CAMDO JOIN COALITION
June 18, 2006 by AppropriationArt
Filed under News
Copyright laws stifle artists’ creativity
Art gallery directors and artists demand consultation on proposed changes
Ottawa — Canada’s artists and arts professionals are lobbying for input into copyright legislation that impacts the creation and dissemination of contemporary art. Artists and arts professionals express frustration with the restrictions on creativity that the current laws impose.
“Our current copyright legislation stifles the creativity of artists. It mires them in legal tangles and crippling lawsuits. Artists and arts professionals must have their say in proposed changes to copyright legislation,” says Marilyn Smith, President of the Canadian Art Museum Directors’ Organization (CAMDO).
CAMDO, a professional association of art gallery and art museum directors, is calling on the government to consult artists and arts professionals on any copyright legislation that the government might propose.
“Appropriated images and objects lie at the very heart of much contemporary art practice. It is the role of art to critique and comment on the world around us. Art opens up new ways of seeing, new knowledge,” Smith says.

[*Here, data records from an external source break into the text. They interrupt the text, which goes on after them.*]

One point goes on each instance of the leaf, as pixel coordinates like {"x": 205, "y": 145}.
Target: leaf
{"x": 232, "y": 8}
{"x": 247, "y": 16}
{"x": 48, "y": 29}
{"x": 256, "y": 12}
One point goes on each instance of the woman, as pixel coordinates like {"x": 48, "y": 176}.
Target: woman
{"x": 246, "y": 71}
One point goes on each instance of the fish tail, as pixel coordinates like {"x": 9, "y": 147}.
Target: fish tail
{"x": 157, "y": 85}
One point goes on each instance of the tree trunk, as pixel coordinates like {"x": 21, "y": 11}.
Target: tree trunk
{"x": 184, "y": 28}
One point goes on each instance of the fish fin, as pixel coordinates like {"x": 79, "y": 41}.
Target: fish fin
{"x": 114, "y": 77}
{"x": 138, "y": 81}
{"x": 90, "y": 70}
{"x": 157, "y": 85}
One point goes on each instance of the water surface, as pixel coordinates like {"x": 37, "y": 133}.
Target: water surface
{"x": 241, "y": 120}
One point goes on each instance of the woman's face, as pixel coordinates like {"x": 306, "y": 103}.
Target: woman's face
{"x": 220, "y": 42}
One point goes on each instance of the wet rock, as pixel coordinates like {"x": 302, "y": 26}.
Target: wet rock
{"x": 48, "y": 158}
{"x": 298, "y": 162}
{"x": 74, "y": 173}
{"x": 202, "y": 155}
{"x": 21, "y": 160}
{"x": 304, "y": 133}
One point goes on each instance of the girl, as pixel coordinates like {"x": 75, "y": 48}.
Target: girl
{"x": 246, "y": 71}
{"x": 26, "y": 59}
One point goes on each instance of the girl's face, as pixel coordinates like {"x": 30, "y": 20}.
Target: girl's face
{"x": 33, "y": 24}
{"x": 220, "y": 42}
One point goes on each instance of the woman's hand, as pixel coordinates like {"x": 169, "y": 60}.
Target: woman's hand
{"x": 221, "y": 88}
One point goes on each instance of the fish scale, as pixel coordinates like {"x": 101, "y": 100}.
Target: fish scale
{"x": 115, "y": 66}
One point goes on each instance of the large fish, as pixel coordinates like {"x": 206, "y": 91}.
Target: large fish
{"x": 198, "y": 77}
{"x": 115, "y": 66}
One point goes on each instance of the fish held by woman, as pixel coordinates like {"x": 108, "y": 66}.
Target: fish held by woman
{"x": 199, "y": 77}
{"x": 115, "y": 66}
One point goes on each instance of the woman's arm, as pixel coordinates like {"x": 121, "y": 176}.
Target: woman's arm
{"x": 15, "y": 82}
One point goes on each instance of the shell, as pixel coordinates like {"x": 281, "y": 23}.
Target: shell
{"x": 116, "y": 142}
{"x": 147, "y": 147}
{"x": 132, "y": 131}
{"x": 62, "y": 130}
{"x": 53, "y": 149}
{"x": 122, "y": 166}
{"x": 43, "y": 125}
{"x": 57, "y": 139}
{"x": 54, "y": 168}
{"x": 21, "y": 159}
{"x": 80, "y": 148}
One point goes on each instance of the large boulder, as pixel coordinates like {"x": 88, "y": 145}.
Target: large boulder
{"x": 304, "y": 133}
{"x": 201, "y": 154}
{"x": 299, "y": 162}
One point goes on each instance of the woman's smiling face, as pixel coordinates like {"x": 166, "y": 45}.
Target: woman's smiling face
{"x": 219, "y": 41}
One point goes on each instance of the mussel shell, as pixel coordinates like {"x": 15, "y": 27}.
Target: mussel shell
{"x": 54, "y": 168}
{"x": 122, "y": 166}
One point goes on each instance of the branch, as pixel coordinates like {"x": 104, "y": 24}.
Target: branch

There have already been several attempted motions put forward in the past weeks to change existing laws. If passed, such motions could result in appropriation becoming illegal.
An initiative led by Appropriation Art—a coalition of arts professionals who incorporate appropriated images and objects in their art work—calls on the Canadian government to adopt balanced copyright laws that respect the reality of contemporary practice. The Coalition argues that Canada’s current copyright laws “put at particular risk those artworks using appropriation, such as conceptual art, art video & film, sound art and collage.”
Art museum and art gallery directors across Canada support the initiatives of Appropriation Art to ground Canadian copyright laws on the three main principles of fair access to copyrighted materials, enabling Certainty of Access for artists, and enabling creative access within the Anti-Circumvention Laws (Anti-circumvention laws privilege technical measures such as digital locks on files that would otherwise be open to commentary).
Appropriation Art’s open letter on June 6 to the Ministers of Canadian Heritage and Industry stated, “Artworks using Appropriation have a long and well documented place in the History of Art. These works are collected and exhibited in major cultural institutions across Canada and throughout the world. We cannot open a book on Modern and Contemporary Art without being presented with some form of Appropriation.”